It’s Saturday, my favorite day of the week. I wake up to the smell of “thiouraye” (a traditional incense made from plants). I wake up my brother, have eggs for breakfast and get ready to go play with our neighbor, Binta. I wear my favorite pink Sketchers, some blue shorts and a tank top, ready to head outside.
It’s hot and the trees are not moving at all, but luckily my friend’s house is in front of ours. We ring the bell and the housemaid opens the door. Just like any other Senegalese house, we are welcomed by the smell of “thiouraye” and the cooks loudly chatting in the kitchen about how the price of the potatoes have gone up and gossip about their husbands.
My brother and I climb up the stairs and we open Binta’s room ready to start painting. However, to our surprise, we see her crying and her mother next to her calming her.
“Massa.” (It’s going to be OK in Wolof.)
She kisses her on her forehead in order to reassure her.
Tears start running down my cheek and I wipe them off as soon as I feel them so my brother won’t see; it’s my duty as the eldest to be strong. We immediately ran home in complete silence. When we arrive, my grandma is sitting down on her prayer mat in our yard.
“Grandma,” I say, “Why isn’t Mommy here whenever I’m sick or here to play with us? Can’t she not just take a plane?” She looks at me and says “Oh dear,” as she gives me a hug.

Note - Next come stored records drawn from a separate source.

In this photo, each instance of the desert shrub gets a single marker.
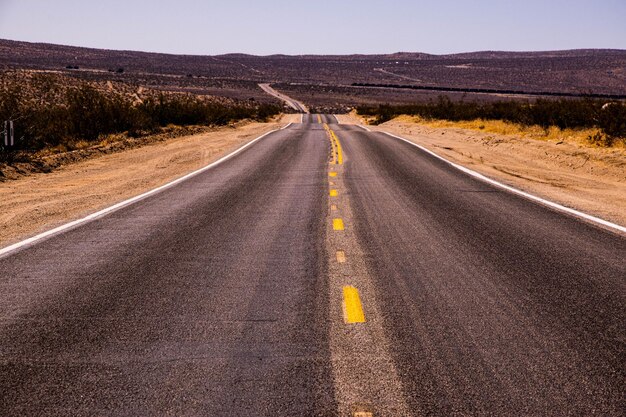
(573, 114)
(85, 113)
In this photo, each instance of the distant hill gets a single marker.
(600, 71)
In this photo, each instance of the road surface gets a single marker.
(282, 283)
(294, 104)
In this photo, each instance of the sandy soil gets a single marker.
(583, 177)
(39, 202)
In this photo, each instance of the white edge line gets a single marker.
(105, 211)
(516, 191)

Just like every time she never answers.
Growing up, while my friends would cry about things and complain to their parents, I had my grandparents. They did their best to make me feel like I was like any other kid, but it often felt like a lonely journey. I longed for someone to hear my endless passions and dreams, as other children did with their parents.
True comfort came when I snuggled up with a blanket by the window, watching the rain. The sky suddenly became darker, the thunder teared through the sky and its scent always evoked a nostalgic longing for a reality I had yet to experience. Rain wasn’t just a source of comfort; it also carried a sense of hope. My grandmother always says,”Rain was a divine blessing. Whenever you ask God for something while it rains, He will answer your prayers.”

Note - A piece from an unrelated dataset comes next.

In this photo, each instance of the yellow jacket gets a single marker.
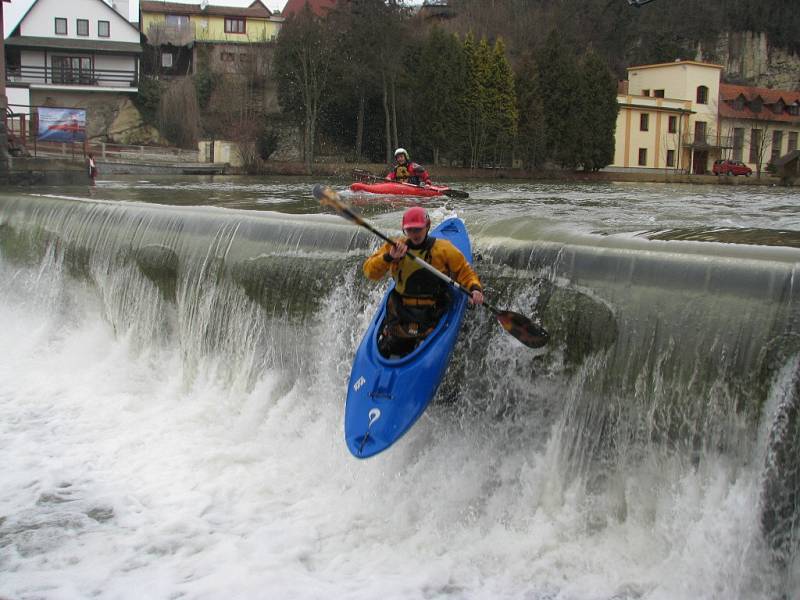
(413, 280)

Therefore, whenever it started pouring, she would fold my tiny hands into hers and whisper a prayer, asking God to appease my heart and to protect us from any adversities. In those moments, rain transformed into a spiritual ritual of hope and healing.
From time to time, I let the water trickle down from my head to my toes, feeling the drops wash away my worries and fears. The rain doesn’t just clean the earth; it cleanses my soul, carrying away the negative energy I’ve been holding inside. Looking back on my childhood memories, I can feel its presence as if it was part of me. Just the scent of rain in the air makes my heart race, knowing it’s about to start drizzling. It feels like reuniting with a long-lost friend, one I haven’t seen in years.
The scent of rain reminds me of a mix of the ocean’s mist and the fresh, earthy aroma of soil. It reminds me of our deep connection to nature, a bond that’s both humbling and comforting. The steady rhythm of raindrops is a melody, a song that never fails to fill me with nostalgia. I feel grateful and happy I’ve opened my heart to it, that I can embrace the rain as my companion, as a friend and teacher.
Whenever I visit my grandparents now, I reminisce about those moments where I felt so lonely and craved unconditional love from my parents. Now, however, I know I have other things to fulfill that empty hole: the song of the bird, the moonlight on the river, the rain, the space and connections with people. I realize I’m the one who’s truly in control of my emotions and feelings – those moments taught me a lot about myself, and awakened my love for art and the unknown.